ECLI:NL:CRVB:2007:BA5312
Centrale Raad van Beroep
- Hoger beroep
- Ch. van Voorst
- P. van der Wal
- M.C. Bruning
- M.C.M. van Laar
- Rechtspraak.nl
Hoger beroep tegen herziening WAO-uitkering en proceskostenvergoeding
In deze zaak gaat het om het hoger beroep van appellant tegen de uitspraak van de rechtbank Amsterdam van 7 februari 2005, waarin het bezwaar tegen de herziening van zijn WAO-uitkering door het Uwv ongegrond werd verklaard. De Centrale Raad van Beroep heeft op 9 mei 2007 uitspraak gedaan. Appellant, vertegenwoordigd door mr. A.A.M. Hesseling, heeft hoger beroep ingesteld tegen het besluit van het Uwv van 12 juli 2002, waarin zijn uitkering werd herzien van 80-100% naar 15-25% arbeidsongeschiktheid. Het Uwv heeft in de procedure een verweerschrift ingediend en op 28 maart 2007 een nieuw besluit gestuurd, waarin het bezwaar van appellant alsnog gegrond werd verklaard. Tijdens de zitting op 28 maart 2007 zijn partijen niet verschenen.

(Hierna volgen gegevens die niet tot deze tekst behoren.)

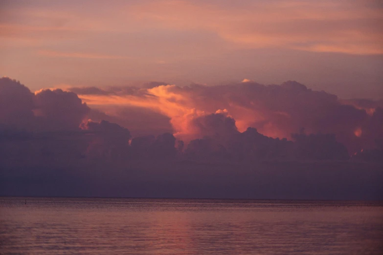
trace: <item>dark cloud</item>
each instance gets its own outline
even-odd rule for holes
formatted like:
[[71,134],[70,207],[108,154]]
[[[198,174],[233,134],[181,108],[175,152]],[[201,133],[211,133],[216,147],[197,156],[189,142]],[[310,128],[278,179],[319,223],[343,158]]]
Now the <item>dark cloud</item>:
[[174,93],[168,106],[203,110],[182,122],[198,139],[184,144],[173,119],[151,108],[90,109],[75,90],[33,94],[0,79],[0,194],[383,197],[383,110],[373,102],[363,103],[369,113],[296,82],[155,88]]
[[33,125],[34,95],[20,82],[0,78],[0,125],[30,128]]
[[68,88],[69,91],[79,95],[109,95],[107,91],[96,87],[72,87]]
[[44,89],[34,98],[35,115],[43,130],[75,130],[89,112],[89,107],[73,92]]

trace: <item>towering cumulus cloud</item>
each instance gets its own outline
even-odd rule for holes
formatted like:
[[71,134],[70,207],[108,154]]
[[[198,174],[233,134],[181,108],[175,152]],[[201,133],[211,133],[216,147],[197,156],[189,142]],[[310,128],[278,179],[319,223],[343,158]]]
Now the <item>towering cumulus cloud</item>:
[[134,106],[165,115],[175,136],[187,142],[211,131],[203,123],[198,123],[200,117],[220,111],[235,120],[235,128],[240,132],[250,127],[269,137],[288,139],[302,128],[308,134],[334,134],[351,154],[373,147],[383,132],[379,102],[367,100],[363,105],[360,100],[340,100],[335,95],[313,91],[293,81],[269,85],[246,79],[215,86],[159,85],[148,89],[130,88],[130,93],[119,92],[123,88],[116,93],[115,87],[97,93],[86,93],[87,88],[71,90],[78,91],[90,105],[106,111],[110,111],[111,106]]
[[[0,193],[314,198],[290,189],[300,180],[316,198],[381,197],[381,106],[292,81],[32,93],[2,78]],[[339,176],[343,191],[328,190]]]

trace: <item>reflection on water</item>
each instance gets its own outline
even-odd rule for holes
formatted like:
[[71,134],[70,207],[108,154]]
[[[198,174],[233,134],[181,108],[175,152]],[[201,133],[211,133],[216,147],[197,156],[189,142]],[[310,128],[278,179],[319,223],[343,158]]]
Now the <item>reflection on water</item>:
[[0,197],[0,254],[381,254],[377,202]]

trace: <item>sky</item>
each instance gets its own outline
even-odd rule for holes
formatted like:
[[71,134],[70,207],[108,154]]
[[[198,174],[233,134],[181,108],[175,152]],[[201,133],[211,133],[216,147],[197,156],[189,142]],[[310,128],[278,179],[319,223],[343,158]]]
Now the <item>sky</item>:
[[4,0],[0,75],[32,90],[297,81],[382,99],[379,0]]
[[382,11],[0,1],[0,195],[382,199]]

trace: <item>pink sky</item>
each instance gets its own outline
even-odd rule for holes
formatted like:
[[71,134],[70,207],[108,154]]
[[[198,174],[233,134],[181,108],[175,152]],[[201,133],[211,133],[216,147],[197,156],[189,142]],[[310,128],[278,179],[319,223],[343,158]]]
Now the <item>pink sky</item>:
[[383,98],[379,1],[0,4],[0,75],[32,91],[248,79]]

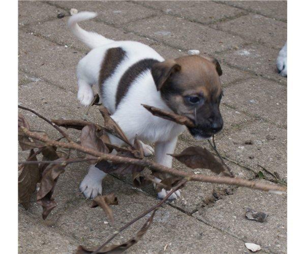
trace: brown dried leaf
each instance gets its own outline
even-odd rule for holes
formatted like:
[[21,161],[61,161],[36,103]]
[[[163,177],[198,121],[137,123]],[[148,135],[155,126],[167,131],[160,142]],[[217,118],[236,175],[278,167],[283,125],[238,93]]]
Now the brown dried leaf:
[[103,106],[100,106],[99,110],[103,115],[104,120],[104,125],[106,129],[109,132],[116,137],[118,137],[123,140],[126,144],[128,144],[131,146],[131,144],[129,143],[128,139],[125,135],[125,134],[120,129],[119,126],[113,120],[110,116],[110,113],[108,111],[107,108]]
[[185,125],[189,127],[195,127],[195,123],[188,117],[183,115],[177,115],[174,113],[158,109],[151,106],[142,104],[142,106],[149,111],[151,114],[162,118],[172,121],[179,124]]
[[[134,244],[137,243],[147,232],[151,225],[156,210],[154,210],[151,215],[147,219],[143,227],[137,233],[136,236],[129,239],[121,244],[113,244],[110,246],[105,246],[99,250],[97,253],[121,253],[130,248]],[[86,248],[82,245],[79,245],[77,249],[77,254],[84,254],[86,253],[92,253],[98,248],[98,247],[93,248]]]
[[192,169],[208,169],[219,174],[224,171],[223,165],[206,148],[190,146],[179,154],[170,154]]
[[[59,158],[54,162],[64,162],[65,159]],[[43,208],[42,218],[45,219],[51,211],[56,206],[52,198],[55,185],[59,175],[65,172],[65,165],[49,164],[42,173],[40,188],[37,193],[37,203]]]
[[[97,150],[100,152],[108,153],[109,149],[97,135],[97,128],[94,124],[90,124],[85,126],[81,130],[80,135],[80,143],[82,145]],[[89,158],[94,158],[90,154],[87,154]]]
[[156,189],[157,192],[161,192],[163,188],[165,188],[166,190],[170,190],[173,186],[177,185],[180,180],[181,178],[174,176],[165,178],[159,184],[156,184]]
[[[31,149],[26,161],[37,161],[36,156],[33,156],[34,150]],[[38,164],[23,165],[22,171],[18,179],[18,196],[20,203],[27,210],[29,206],[30,197],[36,189],[37,183],[40,179]]]
[[58,126],[65,127],[65,128],[72,128],[81,130],[85,126],[94,124],[98,131],[101,131],[102,128],[99,124],[92,122],[84,121],[83,120],[65,120],[62,119],[52,119],[52,122]]
[[[112,146],[113,149],[116,150],[117,149],[117,155],[118,156],[140,159],[143,158],[144,156],[142,145],[138,140],[137,137],[135,139],[134,145],[127,149],[111,144],[108,144],[107,145],[109,145],[109,147]],[[137,165],[128,164],[128,163],[114,163],[108,161],[99,162],[96,167],[107,174],[115,173],[119,175],[140,172],[144,169],[144,167]]]
[[22,128],[26,128],[29,130],[29,125],[28,122],[26,121],[26,119],[21,114],[18,115],[18,141],[19,141],[19,145],[21,148],[22,151],[25,151],[26,150],[30,150],[31,149],[35,148],[36,146],[35,144],[29,140],[29,139],[26,137],[22,132]]
[[98,196],[93,200],[91,207],[96,207],[98,206],[102,207],[111,223],[113,223],[114,222],[113,213],[109,207],[111,205],[118,205],[117,198],[113,193],[106,196]]

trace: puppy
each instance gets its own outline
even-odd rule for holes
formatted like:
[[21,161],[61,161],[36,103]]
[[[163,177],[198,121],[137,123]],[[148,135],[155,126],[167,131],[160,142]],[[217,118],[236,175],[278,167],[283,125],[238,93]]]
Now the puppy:
[[[68,22],[74,35],[92,49],[77,67],[77,98],[81,104],[91,103],[92,86],[98,85],[104,105],[130,142],[137,136],[142,141],[155,143],[155,161],[168,167],[171,167],[172,157],[168,154],[174,152],[178,136],[185,127],[152,115],[141,104],[189,117],[196,126],[189,130],[197,139],[209,138],[222,130],[219,104],[223,92],[219,76],[222,72],[216,59],[191,55],[165,60],[147,45],[114,41],[77,24],[96,16],[81,12]],[[109,136],[111,143],[121,144],[120,140]],[[154,151],[149,146],[143,146],[146,155]],[[101,194],[105,175],[90,166],[80,190],[87,198]],[[168,193],[163,189],[158,197],[163,198]],[[170,199],[179,196],[177,190]]]

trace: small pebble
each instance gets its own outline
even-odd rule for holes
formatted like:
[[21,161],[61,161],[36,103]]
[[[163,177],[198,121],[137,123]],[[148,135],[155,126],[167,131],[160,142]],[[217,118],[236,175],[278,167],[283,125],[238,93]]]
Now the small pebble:
[[57,15],[57,18],[63,18],[64,17],[65,17],[64,13],[60,13]]
[[70,15],[74,15],[74,14],[77,14],[78,13],[78,11],[76,9],[72,8],[70,11]]
[[200,51],[199,51],[198,49],[192,49],[191,50],[189,50],[188,51],[188,54],[189,55],[199,55],[200,53]]
[[252,141],[252,140],[251,140],[251,139],[250,139],[249,140],[247,140],[246,141],[245,141],[245,144],[246,144],[246,145],[253,145],[253,141]]
[[261,249],[260,246],[259,246],[258,244],[255,244],[255,243],[252,243],[251,242],[245,242],[245,245],[247,247],[247,249],[252,250],[254,252]]

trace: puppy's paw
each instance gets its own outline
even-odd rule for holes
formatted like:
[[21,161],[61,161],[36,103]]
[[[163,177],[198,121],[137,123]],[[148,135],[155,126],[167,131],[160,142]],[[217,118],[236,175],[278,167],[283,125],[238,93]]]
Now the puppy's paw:
[[80,183],[79,190],[87,199],[94,199],[98,195],[102,195],[102,180],[105,175],[94,165],[90,165],[88,174]]
[[[163,199],[165,196],[170,192],[166,190],[165,189],[162,189],[160,192],[158,193],[158,199]],[[181,192],[179,189],[176,190],[174,193],[169,196],[169,200],[177,199],[181,196]]]
[[102,195],[102,182],[85,177],[79,185],[79,190],[86,198],[94,199],[98,195]]
[[93,90],[89,85],[80,86],[77,92],[77,99],[80,104],[84,106],[89,106],[94,97]]
[[280,51],[277,59],[277,68],[281,76],[287,76],[287,43]]
[[144,156],[150,156],[153,155],[154,153],[155,153],[155,150],[154,150],[154,148],[151,147],[150,145],[146,145],[141,141],[140,141],[140,142],[142,144],[142,147],[143,147],[143,152],[144,153]]

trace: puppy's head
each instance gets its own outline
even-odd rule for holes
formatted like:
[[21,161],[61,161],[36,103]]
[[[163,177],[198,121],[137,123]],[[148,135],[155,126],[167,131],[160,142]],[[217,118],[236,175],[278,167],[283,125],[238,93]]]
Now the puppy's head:
[[195,138],[209,138],[222,129],[222,71],[217,60],[198,55],[169,59],[155,64],[151,74],[168,107],[194,121],[195,127],[189,130]]

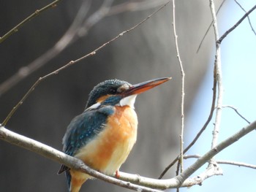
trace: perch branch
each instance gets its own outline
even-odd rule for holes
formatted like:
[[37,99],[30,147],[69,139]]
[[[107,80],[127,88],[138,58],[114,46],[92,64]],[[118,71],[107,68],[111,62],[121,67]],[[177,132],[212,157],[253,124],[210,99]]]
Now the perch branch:
[[[211,159],[220,151],[237,142],[239,139],[254,131],[255,128],[256,121],[254,121],[245,128],[241,128],[233,135],[220,142],[219,145],[215,146],[214,148],[211,149],[203,156],[198,158],[193,164],[185,169],[179,175],[174,177],[173,178],[167,180],[157,180],[140,177],[137,174],[135,175],[121,172],[120,179],[127,181],[124,183],[116,178],[108,177],[103,174],[94,171],[86,166],[83,161],[78,158],[67,155],[62,152],[60,152],[32,139],[14,133],[1,125],[0,139],[12,145],[15,145],[34,153],[37,153],[40,155],[51,159],[59,164],[64,164],[72,169],[83,172],[94,177],[104,180],[115,185],[118,185],[120,183],[121,185],[121,185],[122,187],[127,187],[132,190],[143,191],[159,191],[148,188],[167,189],[177,188],[179,187],[189,187],[193,185],[200,185],[204,179],[208,177],[221,174],[221,170],[219,170],[217,166],[211,164],[213,166],[208,166],[205,172],[200,174],[203,174],[204,177],[200,177],[199,180],[198,177],[189,178],[189,177],[190,177],[196,170],[210,161],[210,159]],[[214,168],[214,171],[213,171],[213,168]],[[131,183],[135,183],[135,185],[132,184]]]

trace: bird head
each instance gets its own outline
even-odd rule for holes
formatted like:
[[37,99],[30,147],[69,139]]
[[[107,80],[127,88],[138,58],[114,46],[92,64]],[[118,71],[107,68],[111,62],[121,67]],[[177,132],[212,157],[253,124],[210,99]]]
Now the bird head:
[[170,79],[171,77],[158,78],[135,85],[119,80],[105,80],[97,85],[91,91],[86,108],[97,108],[101,104],[129,105],[133,108],[138,94]]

De Raad overweegt dat het belang van appellant bij de beoordeling van de rechtmatigheid van het besluit van 7 februari 2003 in beginsel is komen te vervallen, omdat er geen verzoek om schadevergoeding is gedaan. Hierdoor werd het hoger beroep niet-ontvankelijk verklaard. De Raad heeft echter wel het Uwv veroordeeld in de proceskosten van appellant, die zijn begroot op € 966,-- voor rechtsbijstand in eerste aanleg en hoger beroep, en heeft bepaald dat het Uwv het door appellant betaalde griffierecht van € 134,-- vergoedt. De uitspraak is openbaar gedaan in aanwezigheid van de griffier op 9 mei 2007.